José M. Tojeira
No hay duda de que las críticas presidenciales a los Acuerdos de Paz tuvieron un efecto boomerang. La gente se indignó con lo que a todas luces se podía leer como un desprecio a las víctimas y celebró con mayor intensidad que nunca el día de los Acuerdos. Con la ventaja de que, en vez de discursos aburridos de políticos profesionales, la gente expresó su solidaridad con las víctimas y con la memoria de ellas. El intento presidencial de recuperar terreno llamando día de las víctimas al 16 de enero resultó intrascendente. Aunque el presidente sea experto en invertir en una apabullante publicidad que aparece por todos lados, sus errores de gobernante ingenuo y caprichoso, desde la toma de la Asamblea en febrero pasado hasta su discurso contra los Acuerdos, le van restando credibilidad. El tema de las víctimas es muy serio y no parece que a nivel gubernamental se tenga una reflexión adecuada al respecto.
De hecho, la memoria de las víctimas no puede verse como equivalente a un simple recuerdo emocional de una injusticia pasada. Las víctimas nos hablan de una justicia no realizada que nos deshumaniza. Nos cuestionan también sobre el tipo de historia que vivimos, que solo sabe funcionar si produce pobreza, injusticia, víctimas y cadáveres. Y, por supuesto, nos invitan a construir otro tipo de historia. Los Acuerdos de Paz fueron un inicio de esa conciencia que nos decía que no tenía sentido, ni racional ni humano, el matarse entre sí para tener poder político. Pero firmada la paz, aunque se dio el paso de no matar, se perpetuó en la política la trampa, el insulto y la maniobra política, así como la catalogación y división de las personas en superiores e inferiores. Se dio un paso, pero se continuó despreciando la igual dignidad de los salvadoreños al mantener en privilegios desmedidos a unos y dejar en la pobreza o la vulnerabilidad a la mayoría. La polarización no es un fenómeno reciente en el país, aunque a veces tenga mayor visibilidad en el campo político que en el campo económico y social.
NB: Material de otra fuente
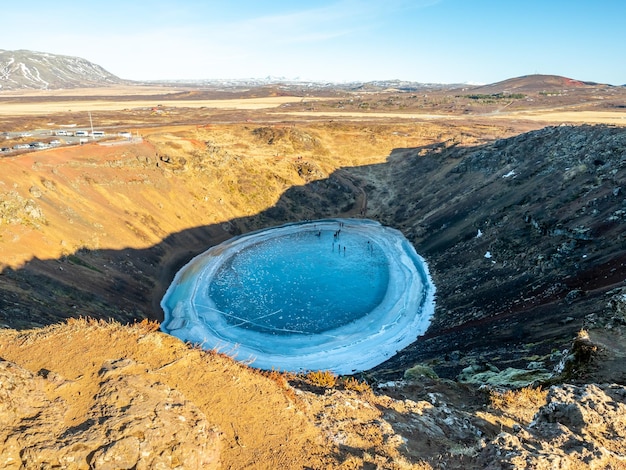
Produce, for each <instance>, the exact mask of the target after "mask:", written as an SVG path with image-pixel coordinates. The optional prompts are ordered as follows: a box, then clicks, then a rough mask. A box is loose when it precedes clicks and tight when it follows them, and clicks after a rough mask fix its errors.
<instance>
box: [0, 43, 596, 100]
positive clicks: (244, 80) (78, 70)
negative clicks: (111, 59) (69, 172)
mask: <svg viewBox="0 0 626 470" xmlns="http://www.w3.org/2000/svg"><path fill="white" fill-rule="evenodd" d="M120 84H127V85H132V84H137V85H139V84H159V85H178V86H209V87H215V88H223V89H229V88H237V87H258V86H266V85H280V86H282V87H284V88H286V89H290V88H294V87H295V88H298V89H302V88H303V87H304V88H312V89H313V88H314V89H320V88H333V89H343V90H351V91H363V92H368V91H369V92H375V91H384V90H397V91H409V92H419V91H426V90H437V89H453V88H461V87H462V88H464V89H468V90H469V89H471V90H472V91H474V92H476V93H485V94H493V93H501V92H503V91H506V92H527V91H530V90H533V91H536V90H539V89H546V88H548V89H553V88H570V87H586V86H598V84H597V83H592V82H581V81H578V80H572V79H569V78H565V77H560V76H557V75H527V76H523V77H518V78H512V79H509V80H504V81H502V82H498V83H494V84H490V85H482V86H480V85H463V84H441V83H420V82H411V81H404V80H375V81H369V82H350V83H335V82H321V81H310V80H300V79H287V78H284V77H265V78H250V79H231V80H227V79H206V80H193V81H192V80H169V81H158V80H154V81H147V82H146V81H144V82H135V81H131V80H124V79H122V78H119V77H117V76H115V75H113V74H112V73H109V72H107V71H106V70H105V69H104V68H102V67H101V66H99V65H97V64H94V63H93V62H90V61H88V60H86V59H82V58H80V57H73V56H65V55H57V54H49V53H45V52H34V51H28V50H18V51H6V50H2V49H0V92H1V91H3V90H16V89H40V90H55V89H62V88H65V89H67V88H91V87H102V86H111V85H120ZM601 86H606V85H601Z"/></svg>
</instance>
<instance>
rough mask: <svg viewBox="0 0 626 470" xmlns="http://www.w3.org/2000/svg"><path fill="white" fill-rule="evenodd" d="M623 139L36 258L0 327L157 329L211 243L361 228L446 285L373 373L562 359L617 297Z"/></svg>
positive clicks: (458, 169) (400, 374) (407, 168)
mask: <svg viewBox="0 0 626 470" xmlns="http://www.w3.org/2000/svg"><path fill="white" fill-rule="evenodd" d="M625 134H626V133H625V132H624V130H622V129H620V128H614V127H609V126H580V127H567V126H564V127H558V128H557V127H550V128H545V129H542V130H539V131H533V132H530V133H527V134H522V135H519V136H516V137H512V138H509V139H502V140H499V141H496V142H493V143H490V144H488V145H481V146H477V147H469V148H467V147H461V146H457V145H455V144H454V143H442V144H437V145H432V146H428V147H421V148H410V149H396V150H394V151H393V152H392V154H391V155H390V156H389V158H388V161H387V162H386V163H384V164H379V165H368V166H361V167H350V168H342V169H340V170H337V171H335V172H334V173H333V174H332V175H330V176H329V177H328V178H326V179H323V180H318V181H313V182H311V183H309V184H307V185H304V186H298V187H292V188H290V189H288V190H287V191H285V193H284V194H283V195H282V196H281V198H280V200H279V201H278V202H277V203H276V204H275V205H274V206H273V207H271V208H268V209H267V210H265V211H263V212H261V213H259V214H256V215H253V216H250V217H241V218H236V219H232V220H230V221H228V222H224V223H220V224H213V225H207V226H201V227H196V228H193V229H189V230H184V231H181V232H178V233H173V234H171V235H169V236H167V237H166V238H164V239H163V240H162V241H161V242H160V243H159V244H157V245H154V246H152V247H149V248H146V249H140V250H137V249H123V250H86V249H82V250H79V251H78V252H75V253H73V254H71V255H67V256H64V257H63V258H60V259H54V260H39V259H32V260H31V261H29V262H28V263H27V264H26V265H25V266H24V267H23V268H21V269H17V270H13V269H9V268H7V269H5V270H4V271H3V272H2V273H1V276H0V323H1V324H3V325H5V326H7V327H11V328H16V329H24V328H32V327H40V326H45V325H49V324H53V323H57V322H59V321H63V320H64V319H66V318H68V317H78V316H87V317H93V318H101V319H114V320H117V321H120V322H122V323H127V322H133V321H136V320H141V319H143V318H151V319H156V320H160V319H161V318H162V312H161V309H160V306H159V302H160V300H161V298H162V296H163V294H164V292H165V290H166V289H167V287H168V285H169V283H170V282H171V280H172V279H173V277H174V274H175V273H176V271H177V270H178V269H179V268H180V267H182V266H183V265H184V264H185V263H186V262H188V261H189V260H190V259H191V258H192V257H194V256H195V255H197V254H199V253H201V252H203V251H205V250H206V249H208V248H209V247H210V246H213V245H215V244H217V243H220V242H221V241H223V240H225V239H227V238H229V237H231V236H234V235H238V234H241V233H246V232H249V231H251V230H256V229H260V228H266V227H270V226H275V225H280V224H283V223H286V222H292V221H296V220H303V219H319V218H327V217H361V216H366V217H368V218H371V219H374V220H377V221H379V222H381V223H382V224H383V225H388V226H392V227H394V228H397V229H399V230H401V231H402V232H403V233H404V234H405V236H406V237H407V238H408V239H409V240H410V241H411V242H412V243H413V244H414V245H415V247H416V250H417V252H418V253H419V254H420V255H422V256H423V257H424V258H425V259H426V261H427V262H428V263H429V268H430V272H431V275H432V277H433V280H434V282H435V285H436V286H437V307H436V312H435V318H434V319H433V322H432V323H431V327H430V328H429V330H428V331H427V333H426V335H425V336H424V337H423V338H420V339H419V340H418V341H417V342H416V343H414V344H413V345H412V346H410V347H408V348H406V349H405V350H403V351H402V352H400V353H399V354H398V355H396V356H395V357H394V358H392V359H390V360H389V361H387V362H386V363H384V364H382V365H381V366H379V367H377V368H376V369H375V371H374V372H373V373H375V374H378V376H380V377H398V376H399V375H401V374H402V372H403V371H404V370H405V369H406V368H407V367H410V366H412V365H413V364H414V363H416V362H420V361H424V360H434V359H436V360H437V361H440V362H439V366H438V367H439V369H438V372H439V373H440V374H441V375H444V376H454V375H455V374H456V373H457V372H458V368H459V366H458V361H456V359H455V358H458V357H459V356H462V355H464V354H469V353H472V354H476V355H479V356H482V357H484V358H485V360H489V359H491V360H499V361H500V362H501V363H506V364H510V365H513V364H514V360H515V359H514V357H518V356H519V355H520V354H521V353H524V354H526V355H528V354H530V353H529V351H531V350H532V351H534V352H535V353H537V354H545V353H548V352H549V351H550V350H552V349H554V348H559V347H563V345H565V344H567V342H568V341H569V340H570V339H571V338H572V335H573V334H574V333H575V331H576V330H577V329H579V328H580V327H581V325H582V321H583V319H584V317H585V316H586V315H589V314H598V315H600V314H602V312H604V311H605V310H606V297H605V294H606V292H608V291H610V289H612V288H615V287H617V286H620V285H623V280H624V279H625V278H626V267H625V266H626V249H625V246H626V245H625V239H624V232H625V231H624V230H623V227H624V223H625V222H626V216H624V215H623V213H624V211H623V209H624V206H626V200H625V199H624V193H623V190H622V189H621V188H622V187H623V185H624V182H625V181H626V165H625V164H624V161H625V158H626V157H625V155H626V135H625ZM571 168H579V169H580V171H578V172H571V171H570V169H571ZM568 172H569V173H568ZM616 188H618V189H616ZM620 210H621V211H622V212H619V211H620ZM496 356H498V358H497V359H494V358H495V357H496ZM455 361H456V362H455Z"/></svg>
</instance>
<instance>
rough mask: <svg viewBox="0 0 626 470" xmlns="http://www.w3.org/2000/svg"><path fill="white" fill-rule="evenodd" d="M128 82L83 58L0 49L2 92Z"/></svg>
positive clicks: (50, 88) (121, 83) (108, 84)
mask: <svg viewBox="0 0 626 470" xmlns="http://www.w3.org/2000/svg"><path fill="white" fill-rule="evenodd" d="M122 83H128V82H127V81H126V80H122V79H121V78H119V77H116V76H115V75H113V74H111V73H109V72H107V71H106V70H104V69H103V68H102V67H100V66H99V65H96V64H94V63H92V62H89V61H88V60H85V59H81V58H80V57H72V56H64V55H56V54H48V53H45V52H33V51H27V50H19V51H5V50H1V49H0V91H2V90H15V89H41V90H53V89H59V88H87V87H100V86H110V85H117V84H122Z"/></svg>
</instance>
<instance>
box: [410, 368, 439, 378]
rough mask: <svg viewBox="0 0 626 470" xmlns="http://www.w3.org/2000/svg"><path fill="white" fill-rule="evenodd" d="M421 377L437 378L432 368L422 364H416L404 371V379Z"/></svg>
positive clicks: (437, 376) (437, 375)
mask: <svg viewBox="0 0 626 470" xmlns="http://www.w3.org/2000/svg"><path fill="white" fill-rule="evenodd" d="M422 377H428V378H429V379H433V380H436V379H438V378H439V376H438V375H437V374H436V373H435V371H434V370H432V369H431V368H430V367H428V366H425V365H423V364H417V365H415V366H413V367H411V368H410V369H407V370H405V371H404V378H405V379H406V380H419V379H420V378H422Z"/></svg>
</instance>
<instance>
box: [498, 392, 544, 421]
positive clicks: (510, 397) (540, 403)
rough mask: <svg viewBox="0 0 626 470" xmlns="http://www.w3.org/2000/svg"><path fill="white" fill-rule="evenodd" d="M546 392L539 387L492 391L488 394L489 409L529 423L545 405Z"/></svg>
mask: <svg viewBox="0 0 626 470" xmlns="http://www.w3.org/2000/svg"><path fill="white" fill-rule="evenodd" d="M547 395H548V391H547V390H542V389H541V387H537V388H533V387H524V388H521V389H519V390H507V391H506V392H496V391H492V392H490V394H489V402H490V404H491V407H492V408H494V409H496V410H500V411H502V412H504V413H505V414H507V415H509V416H511V417H514V418H517V419H520V420H522V421H525V422H527V423H529V422H530V421H531V420H532V418H533V416H534V415H535V413H537V411H539V408H541V407H542V406H543V405H545V404H546V396H547Z"/></svg>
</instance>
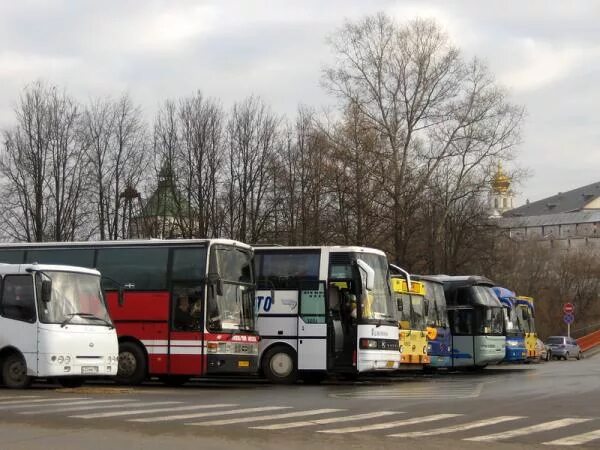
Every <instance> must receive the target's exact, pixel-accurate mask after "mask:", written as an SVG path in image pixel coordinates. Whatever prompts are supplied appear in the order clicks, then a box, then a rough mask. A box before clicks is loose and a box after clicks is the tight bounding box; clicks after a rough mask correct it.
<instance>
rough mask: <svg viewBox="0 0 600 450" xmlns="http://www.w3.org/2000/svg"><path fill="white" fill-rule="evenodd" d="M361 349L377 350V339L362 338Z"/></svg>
mask: <svg viewBox="0 0 600 450" xmlns="http://www.w3.org/2000/svg"><path fill="white" fill-rule="evenodd" d="M360 348H362V349H371V350H372V349H376V348H377V341H376V340H375V339H365V338H362V339H361V340H360Z"/></svg>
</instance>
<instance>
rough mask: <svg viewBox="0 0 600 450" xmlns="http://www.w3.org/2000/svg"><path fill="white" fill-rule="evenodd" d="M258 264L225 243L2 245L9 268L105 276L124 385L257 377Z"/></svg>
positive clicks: (2, 257)
mask: <svg viewBox="0 0 600 450" xmlns="http://www.w3.org/2000/svg"><path fill="white" fill-rule="evenodd" d="M252 259H253V251H252V248H251V247H250V246H248V245H246V244H243V243H241V242H237V241H232V240H226V239H189V240H188V239H180V240H132V241H100V242H57V243H35V244H1V245H0V262H3V263H19V264H22V263H33V262H37V263H40V264H67V265H73V266H81V267H89V268H97V269H98V270H100V271H101V273H102V276H103V283H102V286H103V289H104V290H105V292H106V300H107V304H108V311H109V313H110V316H111V318H112V320H113V322H114V324H115V327H116V329H117V335H118V339H119V370H118V374H117V381H118V382H120V383H123V384H138V383H140V382H142V381H143V380H144V379H146V378H147V377H149V376H152V377H159V378H160V379H162V380H164V381H165V382H167V383H170V384H181V383H183V382H185V381H187V380H188V379H189V378H190V377H201V376H212V375H219V374H253V373H256V372H257V368H258V341H259V338H258V335H257V333H256V328H255V320H254V311H253V304H254V295H255V285H254V269H253V263H252ZM119 290H122V292H123V295H122V297H121V299H122V300H121V301H119V295H118V293H119Z"/></svg>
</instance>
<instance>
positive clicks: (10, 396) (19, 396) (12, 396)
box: [0, 395, 41, 404]
mask: <svg viewBox="0 0 600 450" xmlns="http://www.w3.org/2000/svg"><path fill="white" fill-rule="evenodd" d="M17 398H18V399H24V398H41V397H40V396H39V395H23V396H21V395H19V396H17V395H8V396H6V397H0V402H1V401H2V400H14V399H17ZM0 404H1V403H0Z"/></svg>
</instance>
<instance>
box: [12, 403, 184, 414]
mask: <svg viewBox="0 0 600 450" xmlns="http://www.w3.org/2000/svg"><path fill="white" fill-rule="evenodd" d="M179 403H181V402H149V403H143V402H141V401H136V400H134V401H131V403H118V404H111V405H87V406H72V407H71V406H66V407H64V408H56V409H51V410H48V409H46V410H44V411H26V412H20V413H19V414H23V415H26V416H27V415H28V416H32V415H39V414H45V413H59V412H77V411H89V410H90V409H93V410H98V409H111V408H130V407H132V408H135V407H139V406H141V405H145V406H153V405H154V406H159V405H177V404H179Z"/></svg>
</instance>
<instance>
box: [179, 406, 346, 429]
mask: <svg viewBox="0 0 600 450" xmlns="http://www.w3.org/2000/svg"><path fill="white" fill-rule="evenodd" d="M340 411H345V409H314V410H311V411H295V412H291V413H283V414H271V415H268V416H249V417H238V418H235V419H224V420H210V421H208V422H197V423H186V425H200V426H209V425H215V426H216V425H231V424H234V423H247V422H259V421H261V420H278V419H289V418H291V417H303V416H316V415H319V414H329V413H333V412H340Z"/></svg>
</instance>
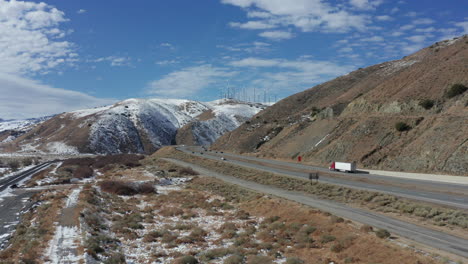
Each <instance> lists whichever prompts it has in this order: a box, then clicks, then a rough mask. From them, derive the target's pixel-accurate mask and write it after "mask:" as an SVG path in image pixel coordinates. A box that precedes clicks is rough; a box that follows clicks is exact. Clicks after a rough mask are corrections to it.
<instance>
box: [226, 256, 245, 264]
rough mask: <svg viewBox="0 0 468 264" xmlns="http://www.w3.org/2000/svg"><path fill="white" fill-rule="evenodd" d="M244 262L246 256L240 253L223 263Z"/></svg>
mask: <svg viewBox="0 0 468 264" xmlns="http://www.w3.org/2000/svg"><path fill="white" fill-rule="evenodd" d="M242 263H244V257H243V256H240V255H232V256H230V257H228V258H227V259H225V260H224V262H223V264H242Z"/></svg>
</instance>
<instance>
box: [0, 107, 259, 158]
mask: <svg viewBox="0 0 468 264" xmlns="http://www.w3.org/2000/svg"><path fill="white" fill-rule="evenodd" d="M264 107H265V106H261V107H258V108H256V107H255V105H253V104H251V103H245V102H240V101H235V100H227V99H226V100H218V101H213V102H206V103H204V102H197V101H190V100H182V99H127V100H124V101H121V102H118V103H115V104H113V105H109V106H104V107H96V108H92V109H83V110H77V111H72V112H68V113H63V114H59V115H56V116H54V117H53V118H50V119H48V120H46V121H44V122H42V123H39V124H38V125H37V126H35V127H33V128H31V129H30V130H29V131H28V132H27V133H24V134H22V135H20V136H18V138H16V139H14V140H12V141H11V142H4V144H3V146H2V147H3V150H4V151H10V152H18V151H19V152H37V153H65V154H78V153H96V154H116V153H152V152H154V151H156V150H157V149H159V148H160V147H162V146H166V145H172V144H176V137H177V133H178V131H179V129H181V128H183V127H184V126H185V125H187V124H190V123H191V122H197V123H200V122H202V123H204V124H205V125H206V124H210V122H211V123H213V124H212V125H206V126H205V127H204V129H203V130H202V131H192V132H191V133H192V134H193V135H192V136H193V137H194V138H199V137H203V140H197V142H201V143H205V144H209V143H211V142H212V141H214V140H215V139H216V138H217V137H219V136H220V135H221V134H222V133H225V132H227V131H228V130H232V129H234V128H236V127H237V126H238V125H239V124H241V123H242V122H243V121H245V120H247V119H248V118H250V117H251V116H252V115H254V114H256V113H257V112H259V111H260V110H261V109H262V108H264ZM232 108H234V110H232ZM210 111H211V112H213V115H212V116H210V118H209V119H207V120H198V119H197V117H198V116H200V115H203V114H204V113H207V112H210ZM215 125H216V126H215ZM212 130H213V131H217V132H215V133H213V132H211V131H212ZM210 133H211V134H210ZM206 134H210V136H209V137H206V136H205V135H206ZM183 142H184V139H183V137H179V143H180V144H183Z"/></svg>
Hace años algunos sectores se indignaban cuando se hablaba de cambiar el sistema. Estaban cómodos en el suyo y suponían, con cierta razón, que otros querían arrebatarles su comodidad y bienestar. Pero lo que las víctimas nos exigen desde la memoria de ellas no es que apliquemos al país un sistema distinto o inventemos un nuevo, sino que cambiemos el modo de hacer historia. Y que empecemos a construir una historia comprometida con la tarea de no producir víctimas. Porque estamos produciendo víctimas si generamos pobreza con nuestro modo de hacer negocio, si desde el estado se privilegia a unos más que a otros, si fallamos a la hora de prestar un servicio educativo o de salud digno e igualitario, si dañamos el medio ambiente de un modo severo, si generamos desigualdades económicas escandalosas o si somos incapaces de poner agua potable en el interior de todas las viviendas de El Salvador.
Son tareas largas las que nos quedan por delante, si queremos construir un país sin víctimas. Y eso no se logra ni con promesas, ni con discursos, ni con decretos. Es necesario mucho más diálogo y, por supuesto, más transparencia en el diálogo. Y es también indispensable poner una cuota de generosidad y sacrificio de parte de quienes tienen mayores posibilidades, sean éstas económicas, intelectuales, políticas o sociales. Los pobres y los vulnerables tienen ya impuesta su cuota de sacrificio y con frecuencia es demasiado grande. Muchos de ellos son víctimas de una sociedad injusta. Lograr una justicia más paritaria y un equilibrio en las posibilidades de desarrollo personal es indispensable para comenzar en serio a disminuir el número de víctimas que nuestro país produce. Si logramos que la memoria comprometida con el dolor de las víctimas no nos abandone, será mucho más fácil construir un futuro cada vez con menos víctimas.